An interlacing property of order statistics

In this post, we present an interlacing property of order statistics.

Suppose we have a distribution {F} on real line {\mathbb{R}} and {\theta_i \overset{\text{iid}}{\sim} F} where {i=1,\dots, n} and {\overset{\text{iid}}{\sim}} means “independently and identically distributed as”. We denote {\theta_{(i)}^n} to be the {n-i+1}-th largest random variable of the {n} many {\theta_i}s. So {\theta_{(n)}^n} is the largest value and {\theta_{(1)}^n} is the smallest of the {n} many iid {\theta}s. Note here the subscript {n} in {\theta^n_{(i)}} does not mean taking to the {n}th power but means how many {\theta_i}s we are considering.

The ordered variables {\{\theta^{n}_{(i)}\}_{i=1}^n} are called order statistics in Statistics. They are sufficient statistics for distribution {F} when {\theta_i}s are independent and all follow {F}. We now present an interlacing property of order statistics.

Theorem 1 For any {n,m>0}, { l\leq n, m-n+1\leq i\leq m} and {x\in \mathbb{R}}, we have

\displaystyle \begin{aligned} \mathbb{P}( \theta_{(n+i)}^{n+m}\leq x)\leq \mathbb{P} (\theta^n_{(n-m+i)}\leq x)\text{ and } \mathbb{P}( \theta_{(l)}^n\leq x) \leq \mathbb{ P}(\theta_{(l)}^{n+m}\leq x) \end{aligned} \ \ \ \ \ (1)

If {\theta_i} has finite mean, then we have

\displaystyle \begin{aligned} \mathbb{E}( \theta_{(n+i)}^{n+m})\geq \mathbb{E} (\theta^n_{(n-m+i)} )\text{ and } \mathbb{E}( \theta_{(l)}^n) \geq \mathbb{ E}(\theta_{(l)}^{n+m}) \end{aligned} \ \ \ \ \ (2)

The meaning of the right inequalities of the inequality (1) and the inequality (2) is that the larger the sample size {n}, the smaller the {n-l+1}-th largest value. The left inequalities of the inequality (1) and the inequality (2) show that the larger sample size {n}, the larger the {m+i}-th order statistic is in expectation.

The first inequality chain is the stochastic dominance version of the second inequality chain. The first chain is a stronger property than the second.

Let us now explain why we call Theorem 1 an interlacing property.
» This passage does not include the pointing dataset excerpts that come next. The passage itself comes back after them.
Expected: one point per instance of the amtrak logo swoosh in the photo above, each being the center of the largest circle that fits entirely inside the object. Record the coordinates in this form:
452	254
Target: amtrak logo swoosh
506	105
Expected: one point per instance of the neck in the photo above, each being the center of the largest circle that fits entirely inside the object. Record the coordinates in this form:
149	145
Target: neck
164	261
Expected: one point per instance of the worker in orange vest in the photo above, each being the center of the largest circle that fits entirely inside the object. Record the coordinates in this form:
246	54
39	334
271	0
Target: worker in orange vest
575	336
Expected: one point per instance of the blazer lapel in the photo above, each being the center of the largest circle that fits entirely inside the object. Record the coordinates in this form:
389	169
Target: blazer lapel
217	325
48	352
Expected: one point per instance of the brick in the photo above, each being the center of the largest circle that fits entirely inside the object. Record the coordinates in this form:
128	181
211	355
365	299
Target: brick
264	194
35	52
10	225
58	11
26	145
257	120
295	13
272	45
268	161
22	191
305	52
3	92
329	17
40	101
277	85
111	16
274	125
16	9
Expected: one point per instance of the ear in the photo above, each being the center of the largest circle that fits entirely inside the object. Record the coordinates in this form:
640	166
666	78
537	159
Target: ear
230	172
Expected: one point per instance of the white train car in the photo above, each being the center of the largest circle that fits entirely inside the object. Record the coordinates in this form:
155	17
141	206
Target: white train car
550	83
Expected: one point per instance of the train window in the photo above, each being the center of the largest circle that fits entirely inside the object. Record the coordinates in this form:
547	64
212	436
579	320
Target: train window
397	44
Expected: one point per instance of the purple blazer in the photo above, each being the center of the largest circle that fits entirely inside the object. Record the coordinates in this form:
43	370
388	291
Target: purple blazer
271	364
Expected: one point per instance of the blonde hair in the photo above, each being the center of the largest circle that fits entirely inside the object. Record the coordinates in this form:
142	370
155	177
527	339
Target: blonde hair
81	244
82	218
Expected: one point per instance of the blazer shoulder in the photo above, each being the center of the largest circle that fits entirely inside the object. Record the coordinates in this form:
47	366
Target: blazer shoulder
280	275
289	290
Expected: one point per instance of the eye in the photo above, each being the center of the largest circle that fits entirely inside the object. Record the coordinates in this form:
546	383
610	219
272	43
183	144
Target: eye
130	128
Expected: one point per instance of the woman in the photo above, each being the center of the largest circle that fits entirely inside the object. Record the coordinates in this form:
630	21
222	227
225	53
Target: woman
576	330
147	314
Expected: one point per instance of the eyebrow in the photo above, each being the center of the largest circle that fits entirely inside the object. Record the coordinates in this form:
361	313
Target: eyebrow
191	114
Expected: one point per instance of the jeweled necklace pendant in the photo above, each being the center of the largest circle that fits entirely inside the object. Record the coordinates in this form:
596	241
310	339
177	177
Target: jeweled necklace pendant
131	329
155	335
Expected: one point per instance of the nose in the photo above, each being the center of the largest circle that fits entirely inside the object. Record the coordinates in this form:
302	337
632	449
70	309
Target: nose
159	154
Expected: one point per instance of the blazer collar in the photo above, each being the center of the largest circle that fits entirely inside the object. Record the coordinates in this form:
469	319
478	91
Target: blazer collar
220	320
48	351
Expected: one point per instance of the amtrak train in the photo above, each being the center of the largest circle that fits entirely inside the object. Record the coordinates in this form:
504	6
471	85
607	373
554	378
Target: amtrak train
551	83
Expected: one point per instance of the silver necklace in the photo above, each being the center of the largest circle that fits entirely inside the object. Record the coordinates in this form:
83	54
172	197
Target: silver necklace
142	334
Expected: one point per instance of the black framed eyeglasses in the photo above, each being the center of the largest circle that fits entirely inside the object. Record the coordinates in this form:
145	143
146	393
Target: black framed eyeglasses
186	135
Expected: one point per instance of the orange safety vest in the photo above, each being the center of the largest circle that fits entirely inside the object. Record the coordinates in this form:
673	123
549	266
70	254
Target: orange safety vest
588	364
Consider the case that {n\geq 2} and take {m=1}, {l =n}, and {i=0} in Theorem 1. The inequality (2) gives that

\displaystyle \begin{aligned} \mathbb{E}( \theta_{(n)}^n) \geq \mathbb{ E}(\theta_{(n)}^{n+1})\geq \mathbb{E} (\theta^n_{(n-1)}). \end{aligned} \ \ \ \ \ (3)

If {n\geq 3}, then we can take {l=n-1}, {m=1}, and {i=-1}. Then equation (2) gives

\displaystyle \begin{aligned} \mathbb{E}( \theta_{(n-1)}^{n}) \geq \mathbb{ E}(\theta_{(n-1)}^{n+1})\geq \mathbb{E} (\theta^n_{(n-2)}). \end{aligned} \ \ \ \ \ (4)

Thus from (3) and (4) we have

\displaystyle \begin{aligned} \mathbb{E}( \theta_{(n)}^n) \geq \mathbb{ E}(\theta_{(n)}^{n+1})\geq \mathbb{E} (\theta^n_{(n-1)})\geq \mathbb{ E}(\theta_{(n-1)}^{n+1})\geq \mathbb{E} (\theta^n_{(n-2)}). \end{aligned} \ \ \ \ \ (5)

Continuing the choices of {l} and {i} while fixing {m=1}, we see that

\displaystyle \begin{aligned} \mathbb{E}( \theta_{(n+1)}^{n+1})\geq \mathbb{E}( \theta_{(n)}^n) \geq \mathbb{ E}(\theta_{(n)}^{n+1})\geq \mathbb{E} (\theta^n_{(n-1)})\geq\dots \geq\mathbb{E} (\theta^{n+1}_{(2)})\geq \mathbb{E} (\theta^{n}_{(1)})\geq \mathbb{E} (\theta^{n+1}_{(1)}) . \end{aligned} \ \ \ \ \ (6)

Thus we see the quantities {\{\theta_{(i)}^n\}_{i=1}^n} and {\{\theta_{(i)}^{n+1}\}_{i=1}^{n+1}} are interlacing. The main idea of the proof is putting {\theta_{(l)}^n} and {\theta_{(l)}^{n+m}} and {\theta_{(l-m)}^n} in the same probability space and arguing that we actually have almost sure inequality instead of just expectation or stochastically dominance. This technique is known as coupling.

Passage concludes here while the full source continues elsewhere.